C. Jimmy Lin, M.D., Ph.D., MHS is Founder of the Rare Genomics Institute (RGI) and Research Instructor, Genomics and Pathology Services, Washington University School of Medicine in St. Louis.
The Rare Genomics Institute helps patients to crowdsource funds and genomes to accelerate research of their rare genetic diseases. They are a community dedicated to helping rare disease patients find hope for a cure. RGI works alongside patients and their families, providing them with the necessary tools, knowledge, and connections so that patients can better understand the cause of their disease. They believe that every patient deserves more out of life.
Previously Jimmy was the the lead computational biologist for the ground-breaking cancer genome sequencing efforts from the Vogelstein Lab at Johns Hopkins.
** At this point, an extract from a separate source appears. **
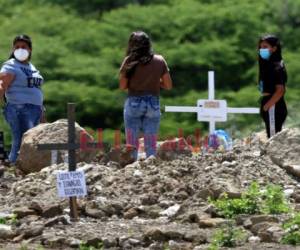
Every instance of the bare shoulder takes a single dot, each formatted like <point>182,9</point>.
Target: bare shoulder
<point>159,57</point>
Their sequencing of the first 100+ cancer exomes in 5 different tissue types helped lay the foundation for a revolution in cancer genomics.
His papers include The Genomic Landscapes of Human Breast and Colorectal Cancers, The Consensus Coding Sequences of Human Breast and Colorectal Cancers, The genetic landscape of the childhood cancer medulloblastoma, Core signaling pathways in human pancreatic cancers revealed by global genomic analyses, An integrated genomic analysis of human glioblastoma multiforme, Exome sequencing identifies GRIN2A as frequently mutated in melanoma, and Analysis of the tyrosine kinome in melanoma reveals recurrent mutations in ERBB4.
Jimmy earned his BA/BS in Cognitive Science, Molecular Biochemistry & Biophysics at Yale University in 2001. He earned his MHS in Bioinformatics at Johns Hopkins University in 2011. He earned his M.D. and Ph.D. at The Johns Hopkins University School of Medicine in 2012.